Acquisition vs learning is a dichotomy hypothesized by Krashen. It makes sense to me but it is impossible to convey to a skeptic the difference in feeling between coming up with or recognizing something you learned and something that just pops out. It actually feels different, but science can’t deal with that. Some tricky fellow will perhaps find a way to do so, but for now, those skeptics will just shrug their shoulders and repeat that they have no way to distinguish comprehension or production that is acquired from that which is learned.

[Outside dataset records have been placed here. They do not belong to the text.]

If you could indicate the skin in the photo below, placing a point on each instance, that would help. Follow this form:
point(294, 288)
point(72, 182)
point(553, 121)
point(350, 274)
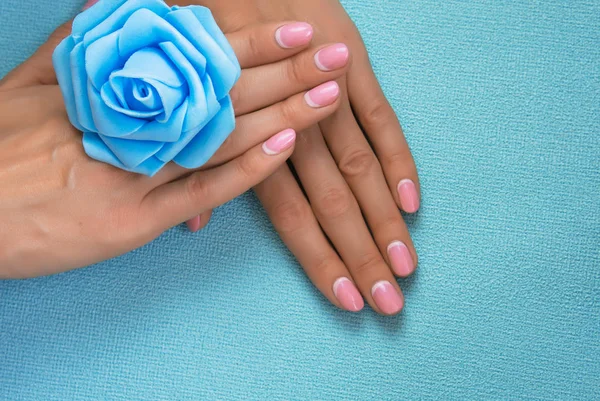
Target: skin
point(62, 210)
point(349, 165)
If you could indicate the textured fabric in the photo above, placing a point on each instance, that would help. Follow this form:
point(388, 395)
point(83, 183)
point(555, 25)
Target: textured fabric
point(500, 103)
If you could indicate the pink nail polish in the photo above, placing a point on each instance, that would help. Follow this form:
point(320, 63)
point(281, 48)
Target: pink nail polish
point(323, 95)
point(345, 291)
point(89, 4)
point(279, 142)
point(387, 298)
point(294, 35)
point(194, 224)
point(400, 259)
point(332, 57)
point(409, 198)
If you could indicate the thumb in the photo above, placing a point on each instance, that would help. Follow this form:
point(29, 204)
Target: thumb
point(37, 69)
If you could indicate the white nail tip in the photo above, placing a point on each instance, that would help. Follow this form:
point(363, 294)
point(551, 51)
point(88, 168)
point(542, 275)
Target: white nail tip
point(310, 102)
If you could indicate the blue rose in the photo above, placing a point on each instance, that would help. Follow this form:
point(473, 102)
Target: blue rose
point(147, 84)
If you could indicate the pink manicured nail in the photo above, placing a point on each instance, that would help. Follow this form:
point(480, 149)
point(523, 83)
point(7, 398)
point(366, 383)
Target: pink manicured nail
point(323, 95)
point(409, 198)
point(294, 35)
point(89, 4)
point(387, 298)
point(194, 224)
point(400, 259)
point(279, 142)
point(348, 295)
point(332, 57)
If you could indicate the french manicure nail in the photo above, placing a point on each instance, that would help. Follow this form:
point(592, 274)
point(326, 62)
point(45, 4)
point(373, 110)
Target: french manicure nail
point(387, 298)
point(332, 57)
point(194, 224)
point(409, 198)
point(345, 291)
point(323, 95)
point(279, 142)
point(400, 258)
point(294, 35)
point(89, 4)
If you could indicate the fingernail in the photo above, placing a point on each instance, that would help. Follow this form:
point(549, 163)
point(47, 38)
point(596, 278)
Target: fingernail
point(89, 4)
point(387, 298)
point(409, 198)
point(294, 35)
point(332, 57)
point(323, 95)
point(400, 259)
point(279, 142)
point(345, 291)
point(194, 224)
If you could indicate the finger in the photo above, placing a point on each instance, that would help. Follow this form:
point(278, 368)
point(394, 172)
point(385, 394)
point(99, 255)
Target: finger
point(267, 43)
point(381, 125)
point(339, 214)
point(362, 171)
point(278, 81)
point(297, 226)
point(197, 223)
point(298, 112)
point(38, 69)
point(251, 129)
point(175, 202)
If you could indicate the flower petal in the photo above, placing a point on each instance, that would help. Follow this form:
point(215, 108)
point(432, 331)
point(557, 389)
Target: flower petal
point(206, 142)
point(145, 29)
point(111, 99)
point(131, 153)
point(169, 131)
point(170, 150)
point(80, 79)
point(151, 63)
point(171, 98)
point(118, 17)
point(199, 110)
point(62, 67)
point(91, 17)
point(97, 149)
point(110, 122)
point(219, 66)
point(102, 58)
point(196, 122)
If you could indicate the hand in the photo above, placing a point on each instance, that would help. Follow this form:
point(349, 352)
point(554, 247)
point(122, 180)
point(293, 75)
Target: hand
point(61, 210)
point(343, 176)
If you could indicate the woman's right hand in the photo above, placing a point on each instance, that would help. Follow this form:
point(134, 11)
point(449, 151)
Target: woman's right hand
point(62, 210)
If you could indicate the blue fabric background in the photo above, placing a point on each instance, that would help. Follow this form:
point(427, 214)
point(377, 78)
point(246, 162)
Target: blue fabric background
point(500, 102)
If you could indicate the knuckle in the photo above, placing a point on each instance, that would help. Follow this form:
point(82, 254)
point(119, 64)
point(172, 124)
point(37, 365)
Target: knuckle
point(368, 263)
point(334, 203)
point(254, 44)
point(325, 263)
point(291, 215)
point(396, 157)
point(378, 113)
point(295, 72)
point(197, 187)
point(288, 113)
point(248, 166)
point(235, 94)
point(388, 224)
point(357, 162)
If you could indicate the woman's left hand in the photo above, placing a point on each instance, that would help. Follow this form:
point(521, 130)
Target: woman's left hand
point(61, 210)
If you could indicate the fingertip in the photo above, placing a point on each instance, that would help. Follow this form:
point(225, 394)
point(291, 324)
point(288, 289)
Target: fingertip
point(293, 35)
point(193, 224)
point(280, 142)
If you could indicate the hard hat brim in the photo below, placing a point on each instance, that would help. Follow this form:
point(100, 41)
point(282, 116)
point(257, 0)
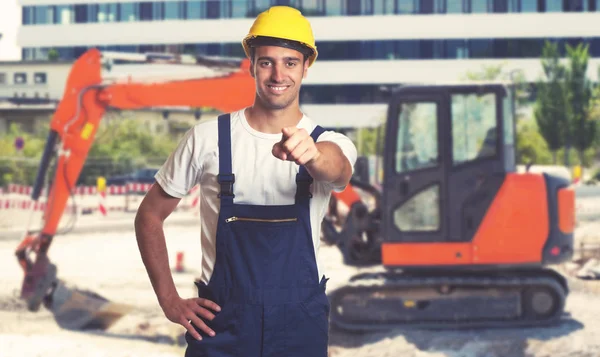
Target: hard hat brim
point(251, 41)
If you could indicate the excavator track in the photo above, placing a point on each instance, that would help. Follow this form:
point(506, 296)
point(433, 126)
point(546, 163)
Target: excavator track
point(380, 301)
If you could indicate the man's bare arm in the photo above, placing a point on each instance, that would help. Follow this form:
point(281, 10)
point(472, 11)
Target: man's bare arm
point(156, 206)
point(330, 164)
point(153, 211)
point(325, 160)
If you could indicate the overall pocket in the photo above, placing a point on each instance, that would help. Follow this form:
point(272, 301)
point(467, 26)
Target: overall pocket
point(307, 325)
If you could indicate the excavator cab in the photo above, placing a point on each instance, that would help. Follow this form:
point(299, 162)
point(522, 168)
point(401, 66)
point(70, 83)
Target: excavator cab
point(462, 238)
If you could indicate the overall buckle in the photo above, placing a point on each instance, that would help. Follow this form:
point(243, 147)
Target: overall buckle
point(226, 182)
point(303, 187)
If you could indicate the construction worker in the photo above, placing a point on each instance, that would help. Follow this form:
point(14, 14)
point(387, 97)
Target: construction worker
point(266, 173)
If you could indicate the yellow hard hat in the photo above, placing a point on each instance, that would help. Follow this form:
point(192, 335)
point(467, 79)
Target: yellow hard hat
point(282, 26)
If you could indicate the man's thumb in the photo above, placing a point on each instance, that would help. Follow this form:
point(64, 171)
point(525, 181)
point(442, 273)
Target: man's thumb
point(288, 131)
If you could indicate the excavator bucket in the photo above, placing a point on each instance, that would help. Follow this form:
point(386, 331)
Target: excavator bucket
point(76, 309)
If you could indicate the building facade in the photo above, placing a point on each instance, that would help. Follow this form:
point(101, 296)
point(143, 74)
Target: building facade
point(364, 45)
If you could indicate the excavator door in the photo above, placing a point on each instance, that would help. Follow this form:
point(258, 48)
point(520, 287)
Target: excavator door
point(448, 149)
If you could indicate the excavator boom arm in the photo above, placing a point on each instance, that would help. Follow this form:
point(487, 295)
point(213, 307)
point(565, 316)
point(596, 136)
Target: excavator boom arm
point(87, 96)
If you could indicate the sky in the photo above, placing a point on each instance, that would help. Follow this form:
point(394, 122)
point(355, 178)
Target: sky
point(10, 16)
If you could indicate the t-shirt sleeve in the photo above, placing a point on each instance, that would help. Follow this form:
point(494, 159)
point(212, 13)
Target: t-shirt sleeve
point(346, 145)
point(182, 169)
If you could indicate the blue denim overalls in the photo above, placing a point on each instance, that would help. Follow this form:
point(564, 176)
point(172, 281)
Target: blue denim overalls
point(265, 276)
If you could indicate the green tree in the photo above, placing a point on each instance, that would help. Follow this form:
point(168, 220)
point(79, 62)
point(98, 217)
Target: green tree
point(582, 129)
point(550, 109)
point(532, 146)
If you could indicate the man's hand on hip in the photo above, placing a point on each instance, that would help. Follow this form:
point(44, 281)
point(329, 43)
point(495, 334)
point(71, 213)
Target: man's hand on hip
point(188, 311)
point(296, 145)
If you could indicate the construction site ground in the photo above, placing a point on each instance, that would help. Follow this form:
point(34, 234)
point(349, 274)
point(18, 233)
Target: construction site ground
point(102, 256)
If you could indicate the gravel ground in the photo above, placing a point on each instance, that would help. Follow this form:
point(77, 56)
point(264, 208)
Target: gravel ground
point(109, 264)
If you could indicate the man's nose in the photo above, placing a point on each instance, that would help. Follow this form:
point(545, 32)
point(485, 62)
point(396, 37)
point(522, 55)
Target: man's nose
point(277, 74)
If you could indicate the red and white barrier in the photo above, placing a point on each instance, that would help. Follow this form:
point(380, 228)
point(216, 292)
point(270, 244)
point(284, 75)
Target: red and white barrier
point(87, 199)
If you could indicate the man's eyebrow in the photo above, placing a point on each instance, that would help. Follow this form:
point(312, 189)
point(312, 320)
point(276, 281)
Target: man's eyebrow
point(262, 58)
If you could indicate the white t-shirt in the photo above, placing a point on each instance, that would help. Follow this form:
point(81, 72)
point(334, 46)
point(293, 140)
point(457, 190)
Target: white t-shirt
point(260, 178)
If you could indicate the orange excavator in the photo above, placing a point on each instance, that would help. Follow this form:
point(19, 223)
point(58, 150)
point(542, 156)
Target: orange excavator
point(218, 83)
point(454, 236)
point(459, 238)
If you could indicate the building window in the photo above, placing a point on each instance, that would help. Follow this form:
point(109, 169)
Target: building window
point(406, 7)
point(554, 5)
point(107, 13)
point(455, 6)
point(27, 17)
point(174, 10)
point(20, 78)
point(39, 78)
point(334, 8)
point(64, 15)
point(529, 6)
point(480, 6)
point(129, 12)
point(382, 7)
point(44, 15)
point(81, 14)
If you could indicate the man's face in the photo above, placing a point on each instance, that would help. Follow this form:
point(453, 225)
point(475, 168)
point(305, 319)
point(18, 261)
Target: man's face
point(278, 72)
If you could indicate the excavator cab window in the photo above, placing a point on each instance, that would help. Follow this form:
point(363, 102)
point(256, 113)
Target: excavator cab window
point(443, 137)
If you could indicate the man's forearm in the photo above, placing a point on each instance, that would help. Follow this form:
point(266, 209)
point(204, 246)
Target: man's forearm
point(153, 249)
point(331, 165)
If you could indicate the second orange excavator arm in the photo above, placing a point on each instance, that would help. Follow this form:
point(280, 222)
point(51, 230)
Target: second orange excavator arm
point(74, 126)
point(86, 99)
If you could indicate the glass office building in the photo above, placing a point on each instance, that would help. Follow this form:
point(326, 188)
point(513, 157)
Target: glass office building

Those of us who have seen the evidence in our own learning and in the classroom that students will show competence in L2 without direct instruction, based merely on having understood L2 which contained a particular feature, continue to teach as if it is an accurate description of what happens, i.e. that something we label acquisition occurs and is different from learning. (the question of whether or not something learned can transfer into the acquired realm remains open for many; Krashen has stated that each feature must go through the acquisition process, regardless of how well it is used when the learner’s monitor is “on”). As we do so, discussion ensues about how all the subtleties of a major feature like progressive tense or subjunctive mood or instrumental case does not need to be taught for students to acquire them; the acquisition will draw on the input, another reason not to shelter input.
(this latter point of sheltering input needs tweeking: tprs says it shelters vocabulary, not grammar, by which they mean they go for the meaning of words and put the words together however the language demands. In that process, the grammar is acquired or “picked up” without direct instruction. Questions about structure are given brief responses just to clarify or satisfy. The reference among tprs-ers to structures deals with phrases like “going to do X”, not “the use of ‘go’ as a modal verb with the infinitive of a lexical verb”. My guess is that most tprs-ers do in fact shelter grammar but I don’t think that is the original intent)
The point of this entry is to point out that some subtleties of a feature cannot be threaded out and taught either explicitly or embedded in input b/c the teacher does not know them. Examples would be English perfect tense used to refer to past events whose impact is still felt at the moment of speaking or the present progressive used to refer to future events that are planned. Perhaps I am wrong, I haven’t talked to a lot of ESL teachers but I have talked to a lot of English teachers and they don’t know grammar like that. All they can tell a foreigner who writes using those features inappropriately is that “we don’t say it that way.” So, given a native speaker or a teacher who has achieved that level (very rare), it is entirely likely that the learner would acquire the subtleties, so that, for instance, a learner of English would not be found saying, “*When it rains, the picnic is being cancelled” but would say, “When it rains, the picnic is cancelled” and “It’s raining, so the picnic is being cancelled” (referring to the present and not planned) and “If it rains tomorrow, I’ll be cancelling the picnic” (planned).
All of that is very subtle and violations of those rules can give someone a foreign sound just as it does to Desi from the subcontinent who say things like, “Whenever it snows, I am cancelling my appointments” instead of “Whenever it snows, I cancel my appointments.” I didn’t asterisk the first one because such usage is pretty standard in Indian-English.